The implications of this acquisition are significant. First. it will allow the merged company to compete more effectively with its increasing number of competitors. In addition to the satellite delivered services (DISH and Direct TV), nontraditional services such as Hulu and Netflix are becoming more competitive “Over the Top” video programming options to subscribing to local cable systems as sources for video programming. Poignantly on the same day as this deal is announced, Netflix announced that they have obtained the rights to a Star Wars animated series.

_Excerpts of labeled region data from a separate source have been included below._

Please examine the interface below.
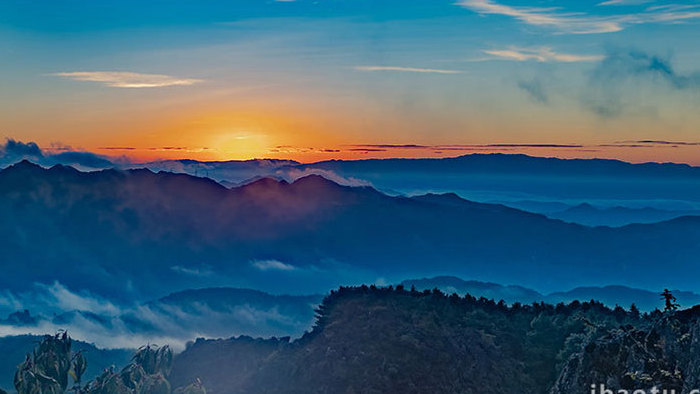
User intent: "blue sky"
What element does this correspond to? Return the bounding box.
[0,0,700,164]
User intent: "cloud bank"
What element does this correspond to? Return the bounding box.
[0,138,115,171]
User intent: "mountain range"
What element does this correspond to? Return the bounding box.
[0,161,700,300]
[401,276,700,312]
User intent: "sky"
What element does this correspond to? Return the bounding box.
[0,0,700,165]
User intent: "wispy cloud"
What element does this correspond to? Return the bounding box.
[598,0,654,5]
[581,49,700,118]
[355,66,462,74]
[51,71,202,88]
[251,260,297,271]
[518,78,549,104]
[457,0,623,34]
[484,46,603,63]
[456,0,700,34]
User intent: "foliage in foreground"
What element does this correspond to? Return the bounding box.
[14,332,206,394]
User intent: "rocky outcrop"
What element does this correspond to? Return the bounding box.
[550,307,700,394]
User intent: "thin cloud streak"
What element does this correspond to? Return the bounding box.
[51,71,202,88]
[355,66,462,74]
[484,47,603,63]
[456,0,700,34]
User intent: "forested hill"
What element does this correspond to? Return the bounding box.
[172,286,684,394]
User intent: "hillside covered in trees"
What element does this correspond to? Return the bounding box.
[172,286,697,394]
[15,286,700,394]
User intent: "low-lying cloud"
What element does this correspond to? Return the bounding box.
[0,282,320,350]
[355,66,462,74]
[0,138,115,170]
[51,71,202,88]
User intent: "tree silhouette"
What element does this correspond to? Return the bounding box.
[660,289,680,312]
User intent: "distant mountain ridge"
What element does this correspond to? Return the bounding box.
[172,286,656,394]
[401,276,700,311]
[0,162,700,297]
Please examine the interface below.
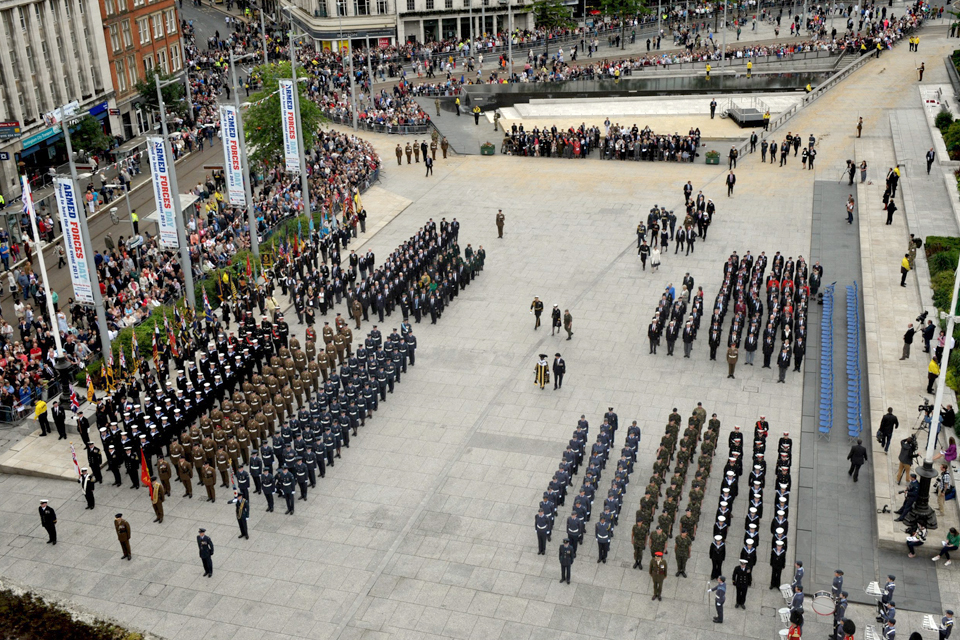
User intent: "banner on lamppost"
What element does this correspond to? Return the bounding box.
[53,178,93,304]
[220,105,247,206]
[147,136,180,249]
[280,80,300,172]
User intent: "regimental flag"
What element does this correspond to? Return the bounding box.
[107,351,115,393]
[140,449,153,502]
[153,324,160,370]
[203,289,216,322]
[70,442,82,478]
[130,331,142,371]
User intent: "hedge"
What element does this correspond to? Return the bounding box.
[924,236,960,398]
[0,589,143,640]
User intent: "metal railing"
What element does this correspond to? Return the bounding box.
[323,109,430,135]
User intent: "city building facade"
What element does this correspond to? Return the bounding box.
[0,0,115,201]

Second, dealing with the video programming providers (both cable-satellite delivered networks and local television broadcasters) will also be affected as Comcast/NBCU owns several in both categories. Negotiations between the newly merged company and those providers not vertically integrated will be more involved and possibly leading to lower prices (or smaller increases in those prices over time).

Finally, while the cable systems of the newly merged company do not overlap, the combination of these two companies should make them more formidable in the local advertising marketplace. Already, local cable systems are becoming stronger competitors in the local advertising marketplace.

Nationally, BIA/Kelsey estimates that local cable systems have 5.3 percent of the local advertising revenues growing to 5.8 percent by 2017, growing by nearly $1.8 billion. Comcast already is very aggressive in developing local cable advertising, see Comcast Spotlight. Certainly, when dealing with national advertisers, the newly formed company can offer a wider reach than before. National advertisers focusing more on local media markets is an important trend for all local media to consider and will be explored in detail at the upcoming BIA/Kelsey conference, Leading in Local: the National Impact.

While all of these improvements to the newly merged company could occur, the proposed acquisition will face significant scrutiny in Washington. Concerns about too much concentration in program delivery and its impact on negotiations with program suppliers will be front and center when the FCC and Department of Justice looks at this deal.